P(O=typed.14.txt | C=orig.14.txt,D=16.txt,T=1)

and

P(O=typed.14.txt | C=orig.14.txt,D=4.txt,T=2).

However, we now have a language model to help us infer the original values of C (and marginalize them) for comparison.

Use log-evidence and the values you calculated in A, B.5, and B. 8 to calculate the log marginal likelihood for the observed letter if typed by typist one:

lnP(O=typed.14.txt | D=16.txt,L={ 4.txt,16.txt} ,T=1,I).
Using the same process, calculate the log marginal likelihood for the observed letter if typed by typist two:

lnP(O=typed.14.txt | D=4.txt,L={ 4.txt,16.txt} ,T=2,I).
How do the two log (marginal) likelihoods compare? Even when you don't know the original text, might you able to establish who typed it?

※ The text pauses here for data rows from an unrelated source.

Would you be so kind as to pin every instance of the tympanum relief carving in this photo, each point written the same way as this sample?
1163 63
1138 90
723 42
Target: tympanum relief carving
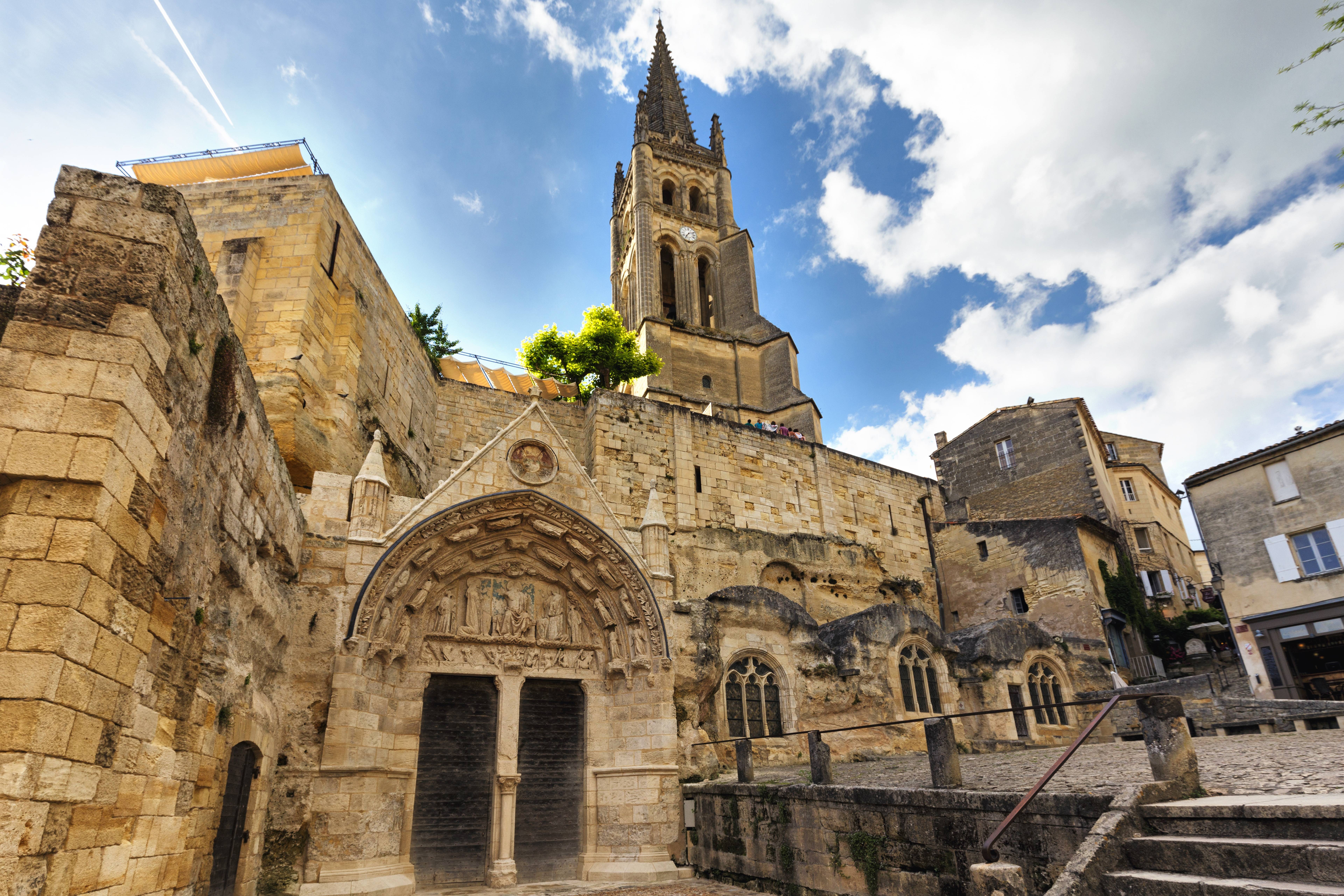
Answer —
513 582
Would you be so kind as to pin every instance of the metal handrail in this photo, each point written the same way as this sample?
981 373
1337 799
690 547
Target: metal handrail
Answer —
988 851
936 715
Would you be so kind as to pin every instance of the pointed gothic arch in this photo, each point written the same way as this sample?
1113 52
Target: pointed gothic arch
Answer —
511 579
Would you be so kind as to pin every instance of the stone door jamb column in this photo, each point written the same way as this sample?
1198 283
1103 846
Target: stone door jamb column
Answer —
503 871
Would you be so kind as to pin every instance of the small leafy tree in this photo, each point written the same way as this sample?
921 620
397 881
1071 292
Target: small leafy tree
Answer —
1331 116
601 355
432 335
15 264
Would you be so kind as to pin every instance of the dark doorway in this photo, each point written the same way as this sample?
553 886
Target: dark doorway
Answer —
1019 715
550 796
233 820
455 781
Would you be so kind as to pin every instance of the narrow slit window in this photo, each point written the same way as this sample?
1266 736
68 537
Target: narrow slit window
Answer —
331 264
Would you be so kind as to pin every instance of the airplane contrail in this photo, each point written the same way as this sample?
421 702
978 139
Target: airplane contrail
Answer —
193 60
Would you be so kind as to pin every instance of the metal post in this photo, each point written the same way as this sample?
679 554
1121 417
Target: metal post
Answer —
944 762
819 754
747 773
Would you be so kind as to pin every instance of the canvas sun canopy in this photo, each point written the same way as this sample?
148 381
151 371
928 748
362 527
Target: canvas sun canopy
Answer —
281 162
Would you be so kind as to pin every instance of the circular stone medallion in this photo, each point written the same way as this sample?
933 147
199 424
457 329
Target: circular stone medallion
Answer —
533 463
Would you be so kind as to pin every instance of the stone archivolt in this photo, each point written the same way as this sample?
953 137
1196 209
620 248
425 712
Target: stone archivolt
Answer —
466 590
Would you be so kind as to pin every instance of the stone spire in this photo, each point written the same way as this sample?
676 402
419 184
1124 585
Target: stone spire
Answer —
369 510
663 101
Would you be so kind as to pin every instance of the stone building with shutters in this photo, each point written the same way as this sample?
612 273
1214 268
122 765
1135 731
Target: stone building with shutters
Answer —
283 609
1273 525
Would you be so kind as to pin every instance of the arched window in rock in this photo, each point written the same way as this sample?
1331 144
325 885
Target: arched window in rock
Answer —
752 695
1044 686
668 281
920 680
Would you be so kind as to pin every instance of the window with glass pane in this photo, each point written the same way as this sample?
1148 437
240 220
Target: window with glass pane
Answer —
1044 686
1316 553
752 698
920 682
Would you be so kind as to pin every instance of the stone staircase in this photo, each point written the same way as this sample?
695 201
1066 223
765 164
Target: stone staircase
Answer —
1232 846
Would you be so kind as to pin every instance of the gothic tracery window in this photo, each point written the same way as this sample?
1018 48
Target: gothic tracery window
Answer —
1044 686
920 682
752 695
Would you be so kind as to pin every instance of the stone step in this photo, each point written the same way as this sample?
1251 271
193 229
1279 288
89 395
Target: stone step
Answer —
1160 883
1260 817
1318 862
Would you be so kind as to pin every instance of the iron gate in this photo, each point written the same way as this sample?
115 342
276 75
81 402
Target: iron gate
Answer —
455 781
550 796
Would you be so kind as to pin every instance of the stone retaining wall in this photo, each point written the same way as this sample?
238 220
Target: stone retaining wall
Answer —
869 840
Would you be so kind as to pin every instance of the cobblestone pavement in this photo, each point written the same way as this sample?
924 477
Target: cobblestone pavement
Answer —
1308 762
690 887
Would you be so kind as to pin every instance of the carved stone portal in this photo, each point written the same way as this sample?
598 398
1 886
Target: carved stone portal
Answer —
459 590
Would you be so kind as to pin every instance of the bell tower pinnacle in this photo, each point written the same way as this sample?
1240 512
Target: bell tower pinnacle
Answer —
683 273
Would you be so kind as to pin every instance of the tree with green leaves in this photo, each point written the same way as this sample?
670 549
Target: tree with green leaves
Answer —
17 261
601 355
1322 117
432 335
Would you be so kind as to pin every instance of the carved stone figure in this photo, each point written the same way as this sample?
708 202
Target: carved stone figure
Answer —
515 620
627 605
579 632
385 621
607 614
419 601
444 613
553 627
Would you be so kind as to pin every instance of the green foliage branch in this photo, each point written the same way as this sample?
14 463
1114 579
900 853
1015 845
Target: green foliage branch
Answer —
1322 117
601 355
17 261
432 335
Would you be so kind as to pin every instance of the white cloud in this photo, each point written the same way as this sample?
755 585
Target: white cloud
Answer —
186 92
432 25
471 202
1117 142
292 73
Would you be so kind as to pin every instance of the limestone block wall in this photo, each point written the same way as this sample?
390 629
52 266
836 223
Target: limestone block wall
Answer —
866 840
853 526
359 365
147 530
1052 561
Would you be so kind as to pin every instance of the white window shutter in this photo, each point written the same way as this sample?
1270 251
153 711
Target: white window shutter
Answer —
1336 530
1281 555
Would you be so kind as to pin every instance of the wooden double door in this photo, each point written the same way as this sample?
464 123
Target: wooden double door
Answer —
452 836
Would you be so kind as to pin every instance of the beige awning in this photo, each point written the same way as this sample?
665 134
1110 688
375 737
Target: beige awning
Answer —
281 162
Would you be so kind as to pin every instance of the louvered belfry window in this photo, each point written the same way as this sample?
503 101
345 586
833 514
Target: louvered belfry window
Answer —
920 682
752 694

D. Restorative Sequential Inference

Rather than marginalize the true text C, how can we predict it?

Use count-errors-file to determine how many errors are in the first typists' rendition of letter 8.
Use most-likely-sequence with the same models you used for C.1 to produce the best prediction for letter 8:

arg
max
c
P(C=c | O=8.txt,D=16.txt,L={ 4.txt,16.txt} ,T=1,I).
Use count-errors-list to determine how many errors are there in the restored version of the file you just calculated. Dissatisfied? The homework will help resolve your concerns.
For now, assuage your concerns by using most-likely-sequence to restore letter 8 as if typist two had transcribed it:

arg
max
c
P(C=c | O=8.txt,D=4.txt,L={ 4.txt,16.txt} ,T=2,I).
How many errors are in the new restoration from D.4? (Do you feel any better about D.3 now?)

Once again, aside from some thinking about the overall task of organizing your computational analysis, you should now be ready to complete a report comparing the two typists their unattributed letters lacking the originals. You may begin working on the analysis homework.

This work is licensed under a Creative Commons Attribution-Noncommercial-Share Alike 4.0 International License.

Footnotes:

¹If you initialized the structure with a 1 to use the rule of succession, then each character's frequency will be overrepresented in your count, making the marginal distribution a little more uniform than it might otherwise be. As you'll see later, that "smoothing" may actually be an advantage. For now, simply note that we've broken the rules a bit, but we will tolerate that to make our programming just a bit easier.